EMS API supports two different query executions which are regular and async queries. The regular query has a data size limit for the output data, which is 25000 rows. On the other hand, the async query is able to handle large output data by letting you send repeated requests for mini batches of the large output data.

The `run()` method takes care of the repeated async requests for a query whose returning data is expected to be large.

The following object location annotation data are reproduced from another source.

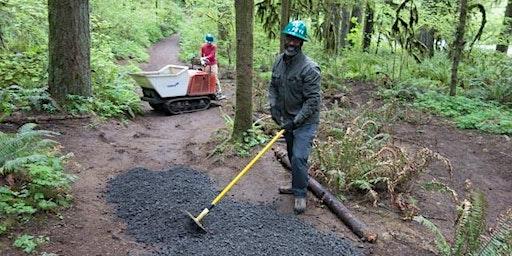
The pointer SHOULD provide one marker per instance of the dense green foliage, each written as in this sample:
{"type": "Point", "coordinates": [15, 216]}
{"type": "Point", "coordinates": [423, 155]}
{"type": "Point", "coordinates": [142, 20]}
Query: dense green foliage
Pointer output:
{"type": "Point", "coordinates": [32, 177]}
{"type": "Point", "coordinates": [469, 228]}
{"type": "Point", "coordinates": [115, 36]}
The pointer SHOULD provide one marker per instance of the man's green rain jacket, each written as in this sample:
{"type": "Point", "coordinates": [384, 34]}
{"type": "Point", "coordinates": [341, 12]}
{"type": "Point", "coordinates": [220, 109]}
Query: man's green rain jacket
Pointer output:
{"type": "Point", "coordinates": [294, 91]}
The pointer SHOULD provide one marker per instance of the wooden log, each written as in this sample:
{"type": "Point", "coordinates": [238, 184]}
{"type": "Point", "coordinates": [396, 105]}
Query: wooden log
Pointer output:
{"type": "Point", "coordinates": [342, 212]}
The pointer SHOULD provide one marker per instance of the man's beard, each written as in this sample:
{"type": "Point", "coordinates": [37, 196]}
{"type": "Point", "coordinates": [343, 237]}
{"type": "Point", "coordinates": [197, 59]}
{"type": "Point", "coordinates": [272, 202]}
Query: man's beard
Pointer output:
{"type": "Point", "coordinates": [291, 51]}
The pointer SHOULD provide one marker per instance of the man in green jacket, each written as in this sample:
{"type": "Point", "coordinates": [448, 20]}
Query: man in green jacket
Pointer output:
{"type": "Point", "coordinates": [294, 95]}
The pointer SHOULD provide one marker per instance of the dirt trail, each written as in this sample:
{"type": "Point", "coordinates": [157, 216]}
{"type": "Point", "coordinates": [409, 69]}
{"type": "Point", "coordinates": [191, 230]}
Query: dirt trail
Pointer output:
{"type": "Point", "coordinates": [156, 141]}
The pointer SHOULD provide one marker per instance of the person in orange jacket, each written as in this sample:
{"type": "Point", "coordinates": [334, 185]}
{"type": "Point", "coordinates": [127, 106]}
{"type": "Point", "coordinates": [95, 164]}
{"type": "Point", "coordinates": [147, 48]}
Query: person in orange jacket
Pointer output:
{"type": "Point", "coordinates": [209, 61]}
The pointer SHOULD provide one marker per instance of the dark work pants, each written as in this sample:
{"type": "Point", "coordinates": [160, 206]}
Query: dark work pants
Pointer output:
{"type": "Point", "coordinates": [298, 145]}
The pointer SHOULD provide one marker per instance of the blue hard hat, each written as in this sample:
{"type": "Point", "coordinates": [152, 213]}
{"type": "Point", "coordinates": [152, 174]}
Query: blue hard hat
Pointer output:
{"type": "Point", "coordinates": [208, 38]}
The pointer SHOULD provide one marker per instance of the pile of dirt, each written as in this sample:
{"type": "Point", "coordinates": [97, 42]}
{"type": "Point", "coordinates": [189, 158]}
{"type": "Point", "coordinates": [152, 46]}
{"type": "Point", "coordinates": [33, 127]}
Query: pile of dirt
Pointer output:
{"type": "Point", "coordinates": [151, 203]}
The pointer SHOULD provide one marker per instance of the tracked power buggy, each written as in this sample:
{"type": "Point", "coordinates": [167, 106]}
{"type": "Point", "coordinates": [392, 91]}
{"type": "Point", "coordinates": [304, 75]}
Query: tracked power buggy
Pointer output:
{"type": "Point", "coordinates": [177, 89]}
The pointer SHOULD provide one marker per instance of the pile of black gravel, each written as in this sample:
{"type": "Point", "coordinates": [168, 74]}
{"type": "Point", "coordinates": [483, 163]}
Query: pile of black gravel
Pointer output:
{"type": "Point", "coordinates": [151, 203]}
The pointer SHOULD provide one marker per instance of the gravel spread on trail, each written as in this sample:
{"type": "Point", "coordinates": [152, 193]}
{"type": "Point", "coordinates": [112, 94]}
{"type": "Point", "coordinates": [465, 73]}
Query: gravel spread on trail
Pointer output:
{"type": "Point", "coordinates": [151, 203]}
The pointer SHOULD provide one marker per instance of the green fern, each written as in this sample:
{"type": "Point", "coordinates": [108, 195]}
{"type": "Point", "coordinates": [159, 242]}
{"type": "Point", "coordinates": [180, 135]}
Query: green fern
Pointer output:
{"type": "Point", "coordinates": [469, 228]}
{"type": "Point", "coordinates": [25, 143]}
{"type": "Point", "coordinates": [500, 240]}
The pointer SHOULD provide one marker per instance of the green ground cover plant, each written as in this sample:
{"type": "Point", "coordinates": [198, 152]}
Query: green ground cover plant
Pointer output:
{"type": "Point", "coordinates": [32, 176]}
{"type": "Point", "coordinates": [23, 54]}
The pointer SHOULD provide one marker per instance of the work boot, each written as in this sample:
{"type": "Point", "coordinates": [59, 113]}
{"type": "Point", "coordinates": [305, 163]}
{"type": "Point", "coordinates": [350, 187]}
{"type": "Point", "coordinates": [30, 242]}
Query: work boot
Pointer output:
{"type": "Point", "coordinates": [285, 190]}
{"type": "Point", "coordinates": [300, 205]}
{"type": "Point", "coordinates": [220, 96]}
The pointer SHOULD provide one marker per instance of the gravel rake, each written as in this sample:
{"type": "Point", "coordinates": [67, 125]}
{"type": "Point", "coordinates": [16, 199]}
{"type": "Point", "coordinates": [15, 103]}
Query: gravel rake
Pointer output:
{"type": "Point", "coordinates": [197, 220]}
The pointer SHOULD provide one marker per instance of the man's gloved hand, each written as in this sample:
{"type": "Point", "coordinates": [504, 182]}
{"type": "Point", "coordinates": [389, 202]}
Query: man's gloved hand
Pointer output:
{"type": "Point", "coordinates": [288, 126]}
{"type": "Point", "coordinates": [204, 61]}
{"type": "Point", "coordinates": [276, 116]}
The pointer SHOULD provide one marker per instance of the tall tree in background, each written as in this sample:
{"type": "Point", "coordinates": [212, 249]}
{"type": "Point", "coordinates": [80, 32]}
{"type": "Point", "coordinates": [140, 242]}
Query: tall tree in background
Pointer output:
{"type": "Point", "coordinates": [244, 48]}
{"type": "Point", "coordinates": [507, 29]}
{"type": "Point", "coordinates": [69, 70]}
{"type": "Point", "coordinates": [368, 27]}
{"type": "Point", "coordinates": [355, 18]}
{"type": "Point", "coordinates": [285, 17]}
{"type": "Point", "coordinates": [345, 23]}
{"type": "Point", "coordinates": [458, 44]}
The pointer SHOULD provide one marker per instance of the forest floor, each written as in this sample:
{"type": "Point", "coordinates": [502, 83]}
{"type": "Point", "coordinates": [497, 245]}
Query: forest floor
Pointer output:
{"type": "Point", "coordinates": [104, 150]}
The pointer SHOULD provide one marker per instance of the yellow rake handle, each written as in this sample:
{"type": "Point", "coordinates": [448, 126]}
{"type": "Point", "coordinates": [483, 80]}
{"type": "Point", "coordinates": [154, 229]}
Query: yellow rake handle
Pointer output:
{"type": "Point", "coordinates": [247, 167]}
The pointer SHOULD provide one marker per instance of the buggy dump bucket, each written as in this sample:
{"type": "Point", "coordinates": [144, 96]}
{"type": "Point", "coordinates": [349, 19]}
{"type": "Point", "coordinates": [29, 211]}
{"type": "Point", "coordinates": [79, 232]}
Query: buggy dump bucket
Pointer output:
{"type": "Point", "coordinates": [170, 81]}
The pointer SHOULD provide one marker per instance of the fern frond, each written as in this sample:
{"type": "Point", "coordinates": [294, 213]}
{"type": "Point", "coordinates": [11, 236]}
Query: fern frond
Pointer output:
{"type": "Point", "coordinates": [499, 242]}
{"type": "Point", "coordinates": [27, 127]}
{"type": "Point", "coordinates": [18, 163]}
{"type": "Point", "coordinates": [441, 243]}
{"type": "Point", "coordinates": [461, 224]}
{"type": "Point", "coordinates": [476, 223]}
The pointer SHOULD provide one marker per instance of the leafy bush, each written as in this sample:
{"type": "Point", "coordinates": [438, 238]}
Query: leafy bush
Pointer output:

The batch data size for the async request is set 25,000 rows as default (which is the maximum). If you want to change this size,
```python
# Set the batch size as 20,000 rows per request
df = query.run(n_row = 20000)
``` 

## Querying Time-Series Data
You can query data of time-series parameters with respect to individual flight records. Below is a simple example code that sends a flight query first in order to retrieve a set of flights and then sends queries to get some of the time-series parameters for each of these flights.

```python
# Flight query with an APM profile. It will return data for 10 flights
fq = FltQuery(c, "ems9", data_file = "demo.db")
fq.set_database("fdw flights")
# If you reuse the meta-data, you don't need to update db/field trees.

fq.select(
  "customer id", "flight record", "airframe", "flight date (exact)",
    "takeoff airport code", "takeoff airport icao code", "takeoff runway id",
    "takeoff airport longitude", "takeoff airport latitude",
    "p185: processed date", "p185: oooi pushback hour gmt",
    "p185: oooi pushback hour solar local",
    "p185: total fuel burned from first indication of engines running to start of takeoff (kg)")
fq.order_by("flight record", order='desc')
fq.get_top(10)
fq.filter("'p185: processing state' == 'Succeeded'")
flt = fq.run()

# === Run time series query for flights ===

tsq = TSeriesQuery(c, "ems9", data_file = "demo.db")
tsq.select(
  "baro-corrected altitude", 
  "airspeed (calibrated; 1 or only)", 
  "ground speed (best avail)",
    "egt (left inbd eng)", 
    "egt (right inbd eng)", 
    "N1 (left inbd eng) (%)", 
    "N1 (right inbd eng) (%)")

# Run querying multiple flights at once. Start time = 0, end time = 15 mins (900 secs) for all flights. 
# A better use case is that those start/end times are fed by timepoint measurements of your APM profile.
res_dat = tsq.multi_run(flt, start = [0]*flt.shape[0], end = [15*60]*flt.shape[0])
```

The inputs to function `multi_run(...)` are:
* flt  : a vector of Flight Records or flight data in Pandas DataFrame format. The dataframe should have a column of flight records with its column name "Flight Record"
* start: a list-like object defining the starting times (secs) of the timepoints for individual flights. The vector length must be the same as the number of flight records
* end  : a list-like object defining the end times (secs) of the timepoints for individual flights. The vector length must be the same as the number of flight records
* timestep: a list-like object defining the size of timesteps in seconds for individual flights. Default is set 1 second. If you set "None", it will use the parameters' own default timesteps. The vector length must be the same as the number of flight records

The output will be Python dictionary object which contains the following data:
* flt_data : Dictionary. Copy of the flight data for each flight
* ts_data  : Pandas DataFrame. the time series data for each flight

In case you just want to query for a single flight, `run(...)` function will be better suited. Below is an example of time-series querying for a single flight.

```python
res_dat = tsq.run(1901112, start=0, end=900)
```
This function will return a Pandas DataFrame that contains timepoints from 0 to 900 secs and corresponding values for selected parameters. You can also pass a timestep as an optional argument. Default timestep is set 1.0 sec.